Project 6: Wine Study
Corrections and Clarifications
- Clarification: if the tests say
unexpected EOF while parsing, you're probably using print instead of sending your output to an
- Mar 2: test.py has been fixed for questions 13-15
This project is a wine connoisseurs' delight! Data Science can help us understand people's drinking habits around the world. For example, take a look at Mona Chalabi's analysis here: Where Do People Drink The Most Beer, Wine And Spirits?
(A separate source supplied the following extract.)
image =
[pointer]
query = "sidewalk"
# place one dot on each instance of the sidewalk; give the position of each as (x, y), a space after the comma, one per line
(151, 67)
For our part, we will be exploring a modified subset (the first 1501 rows) of the Kaggle wine reviews dataset; you will be using various string manipulation functions that come with Python as well as rolling some of your own to solve the problems posed. Happy coding, and remember the Ballmer Peak is nothing but a myth!
Be sure to do lab 6 before starting this project; otherwise you probably won't get far.
Begin by downloading
test.py. Create a
file to start answering the following questions, and remember to run
test.py often. There is no
project.py this week, though we'll
suggest some code in the lab that you can use to access the data. Use
#qN format as you have previously.
Q1: which country names are listed in the
country column of the dataset?
Your output should be in the form of a Python list containing the
country names. The tests don't care about the order, but there should
should be no duplicate entries in the lists. Also, some country names
are missing in the dataset (real-life data is often messy,
unfortunately!). Missing values are represented as
None, but you
should make sure
None does not appear in your answer list.
Now is a good time to run the tests with
python test.py. If you did Q1 correctly, it should look like this:
Summary: Test 1: PASS Test 2: not found Test 3: not found Test 4: not found Test 5: not found Test 6: not found Test 7: not found Test 8: not found Test 9: not found Test 10: not found Test 11: not found Test 12: not found Test 13: not found Test 14: not found Test 15: not found Test 16: not found Test 17: not found Test 18: not found Test 19: not found Test 20: not found TOTAL SCORE: 5.00%
Q2: what is the average wine price?
Be careful! There may be missing price information for some rows, so it's best to skip those.
Q3: which wine varieties are produced by Spain?
Answer in the form of a list containing no duplicates (for this and future questions).
Q4: which wineries make wines containing the phrase "beef" in the description?
This shoud match anything containing beef (in any case), regardless of spacing.
Q5: which wineries make wines containing the phrase "zesty" in the description?
Q6: which wineries make wines containing the phrase "black-fruit aroma" in the description?
Q7: which wine varieties are anagrams of the phrase "antibus governance"?
If you liked Professor Langdon's adventures in Da Vinci Code, you'll have fun with this one. :)
An anagram is a word or phrase formed by rearranging the letters of a different word or phrase, using all the original letters exactly once. (Read more here: https://en.wikipedia.org/wiki/Anagram). For our purposes, we'll ignore case and spaces when considering whether two words are anagrams of each other.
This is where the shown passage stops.